Getting back to Jim Gant, it is generally accepted in the SOF community that none of the rules I discuss above about pornography, alcohol, or sex, exist within their compounds while they are deployed. Already operating in that "grey area" outside of the normal Army command and control structure, it wouldn't make sense to rigidly adhere to rules that make little sense in the first place.
SOF were also allowed to have what are called "modified grooming standards." Which means they can grow beards and wear native clothing and try to blend in as much as possible with the local populace. Regular Army couldn't do this, (because, rules) but SOF could and Jim Gant did to great effect.
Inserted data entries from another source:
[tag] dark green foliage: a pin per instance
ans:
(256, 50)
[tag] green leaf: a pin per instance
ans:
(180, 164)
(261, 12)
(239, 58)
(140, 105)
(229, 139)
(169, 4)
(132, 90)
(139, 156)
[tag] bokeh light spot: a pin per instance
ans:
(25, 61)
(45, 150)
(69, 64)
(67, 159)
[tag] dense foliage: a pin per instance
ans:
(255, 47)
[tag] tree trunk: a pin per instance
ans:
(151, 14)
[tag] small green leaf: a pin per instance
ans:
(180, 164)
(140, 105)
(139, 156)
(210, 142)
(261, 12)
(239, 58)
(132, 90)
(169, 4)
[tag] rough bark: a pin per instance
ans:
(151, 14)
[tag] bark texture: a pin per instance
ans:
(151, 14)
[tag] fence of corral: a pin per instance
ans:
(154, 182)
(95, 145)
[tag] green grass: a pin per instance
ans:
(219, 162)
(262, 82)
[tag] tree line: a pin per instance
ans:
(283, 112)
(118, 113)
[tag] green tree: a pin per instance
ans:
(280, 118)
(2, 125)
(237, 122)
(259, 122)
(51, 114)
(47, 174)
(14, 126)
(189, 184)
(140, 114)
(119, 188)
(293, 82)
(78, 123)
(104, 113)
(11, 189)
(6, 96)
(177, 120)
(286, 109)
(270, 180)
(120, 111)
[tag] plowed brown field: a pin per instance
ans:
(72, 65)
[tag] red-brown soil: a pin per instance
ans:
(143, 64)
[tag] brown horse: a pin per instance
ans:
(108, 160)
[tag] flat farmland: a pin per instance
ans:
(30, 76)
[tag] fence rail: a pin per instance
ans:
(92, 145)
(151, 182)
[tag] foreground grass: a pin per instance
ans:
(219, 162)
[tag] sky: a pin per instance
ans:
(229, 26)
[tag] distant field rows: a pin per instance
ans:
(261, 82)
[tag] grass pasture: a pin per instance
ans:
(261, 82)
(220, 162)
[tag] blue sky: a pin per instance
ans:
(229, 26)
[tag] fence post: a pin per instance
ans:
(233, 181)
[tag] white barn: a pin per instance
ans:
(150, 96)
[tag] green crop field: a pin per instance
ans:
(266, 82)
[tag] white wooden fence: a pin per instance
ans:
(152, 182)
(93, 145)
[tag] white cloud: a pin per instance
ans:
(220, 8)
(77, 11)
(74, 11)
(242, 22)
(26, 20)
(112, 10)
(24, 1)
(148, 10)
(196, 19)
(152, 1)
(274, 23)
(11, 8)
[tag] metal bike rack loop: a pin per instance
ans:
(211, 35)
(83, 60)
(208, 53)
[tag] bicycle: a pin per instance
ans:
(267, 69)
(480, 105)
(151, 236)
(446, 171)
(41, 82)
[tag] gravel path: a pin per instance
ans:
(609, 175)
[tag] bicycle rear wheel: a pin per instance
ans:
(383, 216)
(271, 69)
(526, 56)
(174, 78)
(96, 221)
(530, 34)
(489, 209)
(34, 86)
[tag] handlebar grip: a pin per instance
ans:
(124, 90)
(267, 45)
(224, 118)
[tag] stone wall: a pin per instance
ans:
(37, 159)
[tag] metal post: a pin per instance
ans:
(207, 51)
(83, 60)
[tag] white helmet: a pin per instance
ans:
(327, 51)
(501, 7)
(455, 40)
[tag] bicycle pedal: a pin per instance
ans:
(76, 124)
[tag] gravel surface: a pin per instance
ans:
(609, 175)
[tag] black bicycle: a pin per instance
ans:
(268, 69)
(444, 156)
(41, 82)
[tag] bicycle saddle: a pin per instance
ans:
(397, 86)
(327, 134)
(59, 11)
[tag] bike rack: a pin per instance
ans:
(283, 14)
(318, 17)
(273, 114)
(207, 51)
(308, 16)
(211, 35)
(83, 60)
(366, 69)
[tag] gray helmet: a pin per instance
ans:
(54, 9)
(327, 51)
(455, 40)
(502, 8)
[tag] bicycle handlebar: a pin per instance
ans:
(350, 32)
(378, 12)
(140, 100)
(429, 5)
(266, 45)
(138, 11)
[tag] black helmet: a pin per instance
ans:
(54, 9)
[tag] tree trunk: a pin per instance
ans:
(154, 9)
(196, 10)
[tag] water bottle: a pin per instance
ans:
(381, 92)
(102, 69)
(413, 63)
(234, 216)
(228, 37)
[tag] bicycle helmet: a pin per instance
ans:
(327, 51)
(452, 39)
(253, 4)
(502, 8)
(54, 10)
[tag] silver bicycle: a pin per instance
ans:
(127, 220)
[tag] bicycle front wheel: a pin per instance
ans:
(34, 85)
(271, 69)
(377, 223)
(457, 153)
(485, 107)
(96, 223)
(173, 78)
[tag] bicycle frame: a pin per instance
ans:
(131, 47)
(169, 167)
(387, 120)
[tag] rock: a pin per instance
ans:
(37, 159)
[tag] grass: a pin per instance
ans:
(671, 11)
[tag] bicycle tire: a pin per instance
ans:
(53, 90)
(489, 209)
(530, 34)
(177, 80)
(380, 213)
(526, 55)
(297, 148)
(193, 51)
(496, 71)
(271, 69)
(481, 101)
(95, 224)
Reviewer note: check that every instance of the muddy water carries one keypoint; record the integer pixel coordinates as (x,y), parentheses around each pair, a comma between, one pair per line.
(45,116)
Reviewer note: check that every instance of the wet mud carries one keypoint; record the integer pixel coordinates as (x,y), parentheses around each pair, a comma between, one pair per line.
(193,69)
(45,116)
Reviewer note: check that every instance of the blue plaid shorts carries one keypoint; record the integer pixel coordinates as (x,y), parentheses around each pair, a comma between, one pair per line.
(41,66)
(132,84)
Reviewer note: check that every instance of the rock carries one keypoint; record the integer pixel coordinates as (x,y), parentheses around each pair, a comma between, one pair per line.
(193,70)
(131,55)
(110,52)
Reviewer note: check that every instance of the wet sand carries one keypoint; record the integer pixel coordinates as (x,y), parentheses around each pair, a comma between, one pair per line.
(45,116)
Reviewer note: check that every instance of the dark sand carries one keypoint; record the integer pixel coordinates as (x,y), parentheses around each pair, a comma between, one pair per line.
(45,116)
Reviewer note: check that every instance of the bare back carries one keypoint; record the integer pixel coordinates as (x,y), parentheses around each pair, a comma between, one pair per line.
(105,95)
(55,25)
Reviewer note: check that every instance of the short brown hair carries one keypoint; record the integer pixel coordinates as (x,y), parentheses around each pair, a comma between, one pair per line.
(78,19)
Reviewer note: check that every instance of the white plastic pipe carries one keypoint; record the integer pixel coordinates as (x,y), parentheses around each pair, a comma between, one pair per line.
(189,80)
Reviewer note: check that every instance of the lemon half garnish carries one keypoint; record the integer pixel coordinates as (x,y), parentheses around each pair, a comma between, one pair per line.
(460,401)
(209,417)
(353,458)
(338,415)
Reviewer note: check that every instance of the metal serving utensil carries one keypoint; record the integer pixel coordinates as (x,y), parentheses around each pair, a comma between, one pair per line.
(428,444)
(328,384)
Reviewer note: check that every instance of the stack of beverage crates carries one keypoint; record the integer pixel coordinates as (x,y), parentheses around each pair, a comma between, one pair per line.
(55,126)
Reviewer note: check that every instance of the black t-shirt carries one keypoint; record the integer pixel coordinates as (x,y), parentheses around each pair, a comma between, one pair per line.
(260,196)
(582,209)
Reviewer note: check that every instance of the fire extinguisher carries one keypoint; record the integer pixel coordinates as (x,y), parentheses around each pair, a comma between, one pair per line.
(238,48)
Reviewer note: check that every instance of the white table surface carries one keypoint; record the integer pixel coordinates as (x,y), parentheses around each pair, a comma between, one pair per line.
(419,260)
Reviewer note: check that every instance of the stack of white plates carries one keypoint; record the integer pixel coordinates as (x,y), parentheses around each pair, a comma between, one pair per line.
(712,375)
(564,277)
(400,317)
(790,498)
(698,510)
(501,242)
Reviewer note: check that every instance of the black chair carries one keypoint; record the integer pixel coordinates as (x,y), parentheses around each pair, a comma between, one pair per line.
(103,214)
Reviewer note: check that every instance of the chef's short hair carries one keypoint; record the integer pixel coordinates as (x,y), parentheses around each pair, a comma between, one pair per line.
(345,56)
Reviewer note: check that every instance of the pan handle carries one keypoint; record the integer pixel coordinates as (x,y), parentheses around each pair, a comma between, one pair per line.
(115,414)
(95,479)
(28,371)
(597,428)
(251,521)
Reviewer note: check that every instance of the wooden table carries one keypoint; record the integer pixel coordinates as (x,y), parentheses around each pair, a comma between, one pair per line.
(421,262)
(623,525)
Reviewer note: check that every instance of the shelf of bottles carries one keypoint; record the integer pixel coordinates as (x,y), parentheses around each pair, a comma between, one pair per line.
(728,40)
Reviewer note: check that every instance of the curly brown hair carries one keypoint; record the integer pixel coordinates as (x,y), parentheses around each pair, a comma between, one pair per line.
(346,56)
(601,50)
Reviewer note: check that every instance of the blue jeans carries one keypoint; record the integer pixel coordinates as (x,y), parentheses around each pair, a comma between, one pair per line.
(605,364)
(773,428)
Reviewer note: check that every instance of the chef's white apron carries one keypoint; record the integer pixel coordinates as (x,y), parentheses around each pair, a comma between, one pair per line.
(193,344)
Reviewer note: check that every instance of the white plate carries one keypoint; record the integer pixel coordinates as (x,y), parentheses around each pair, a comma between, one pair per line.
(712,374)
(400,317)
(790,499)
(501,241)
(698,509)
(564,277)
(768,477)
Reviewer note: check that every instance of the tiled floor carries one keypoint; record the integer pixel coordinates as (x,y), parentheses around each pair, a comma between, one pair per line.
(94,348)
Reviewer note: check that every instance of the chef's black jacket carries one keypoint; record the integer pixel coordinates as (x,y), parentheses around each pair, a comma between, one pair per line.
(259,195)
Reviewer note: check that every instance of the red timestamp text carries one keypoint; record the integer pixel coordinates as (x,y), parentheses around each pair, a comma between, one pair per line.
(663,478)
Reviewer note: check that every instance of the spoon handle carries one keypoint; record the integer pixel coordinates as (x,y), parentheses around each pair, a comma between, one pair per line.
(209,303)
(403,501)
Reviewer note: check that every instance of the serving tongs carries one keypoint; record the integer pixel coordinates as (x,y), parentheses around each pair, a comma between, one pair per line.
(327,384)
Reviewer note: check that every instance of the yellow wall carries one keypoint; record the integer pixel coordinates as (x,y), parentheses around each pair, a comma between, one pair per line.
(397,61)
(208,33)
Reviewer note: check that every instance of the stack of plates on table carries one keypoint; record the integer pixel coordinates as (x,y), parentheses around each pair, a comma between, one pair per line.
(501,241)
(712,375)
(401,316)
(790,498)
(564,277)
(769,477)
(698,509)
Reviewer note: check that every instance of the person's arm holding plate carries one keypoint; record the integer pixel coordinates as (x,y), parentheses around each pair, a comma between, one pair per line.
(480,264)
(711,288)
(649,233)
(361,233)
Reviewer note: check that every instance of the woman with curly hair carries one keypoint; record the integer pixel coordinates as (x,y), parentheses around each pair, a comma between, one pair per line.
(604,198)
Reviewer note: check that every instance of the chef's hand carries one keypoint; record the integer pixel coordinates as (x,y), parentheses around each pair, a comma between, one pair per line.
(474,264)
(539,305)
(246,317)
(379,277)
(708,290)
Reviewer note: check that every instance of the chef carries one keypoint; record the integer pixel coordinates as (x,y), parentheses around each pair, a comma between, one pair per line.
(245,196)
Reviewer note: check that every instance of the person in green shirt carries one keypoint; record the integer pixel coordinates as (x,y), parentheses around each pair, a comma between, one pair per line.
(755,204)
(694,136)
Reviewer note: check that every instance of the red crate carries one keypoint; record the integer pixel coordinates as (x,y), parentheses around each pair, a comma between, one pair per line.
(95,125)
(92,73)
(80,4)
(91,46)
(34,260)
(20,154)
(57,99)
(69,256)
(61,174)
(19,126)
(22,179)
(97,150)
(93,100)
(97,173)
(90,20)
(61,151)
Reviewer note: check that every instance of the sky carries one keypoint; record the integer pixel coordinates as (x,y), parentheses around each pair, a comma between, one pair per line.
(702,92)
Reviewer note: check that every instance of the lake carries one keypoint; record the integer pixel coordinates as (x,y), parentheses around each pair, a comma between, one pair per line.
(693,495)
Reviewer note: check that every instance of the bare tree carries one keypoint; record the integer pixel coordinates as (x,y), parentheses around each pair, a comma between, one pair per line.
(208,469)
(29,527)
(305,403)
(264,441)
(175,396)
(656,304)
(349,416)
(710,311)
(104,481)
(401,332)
And because of their rigorous selection processes, and because of Gant's successes in Iraq, he was given an usual amount of leeway - even for a Green Beret - in the violent Kunar Province in Afghanistan. Until I read this article I didn't know Jim and I were in Afghanistan at the same time, but it didn't surprise me. Jim always struck me as a guy more at home in combat than he was actually at home.
If there's any point to this blog post it's this - Gant was on the right track. He has an understanding of counterinsurgency and how to ingratiate yourself with the indigenous population. An Army officer's loyalties, first and foremost, have to lie with his country and his mission. One of the risks of 'going native' like Jim Gant did is to blur that line, to identify more with the local tribesman than you do with your comrades in arms. But our fortunes in Afghanistan depend upon the support of tribes like the ones Jim befriended. As the Sunni Awakening in Anbar province in Iraq had shown us, support of the local tribes can be as effective as hundreds of thousands of troops.
In the end Jim was undone by a by-the-book West Point officer with less time in the Army than Jim had in combat. Given his training the young officer was forced to report what he saw, and if I had to guess I'd say Jim always knew his days were numbered.
So who was right? I don't think there can be any doubt that they both were. Jim lived on a razor's edge, he couldn't operate any other way. The young Lieutenant was borne of a world where the most pertinent question is "How's the cow?" (an inside West Point joke). The Army itself had set up this structure, given SOF such leeway and tolerated it's rules violations, and had set the stage for a genius like Jim Gant to emerge.
I suspect Jim Gant sleeps well at night knowing he did the right thing. And even though it lost a special officer, I suspect the Army does as well.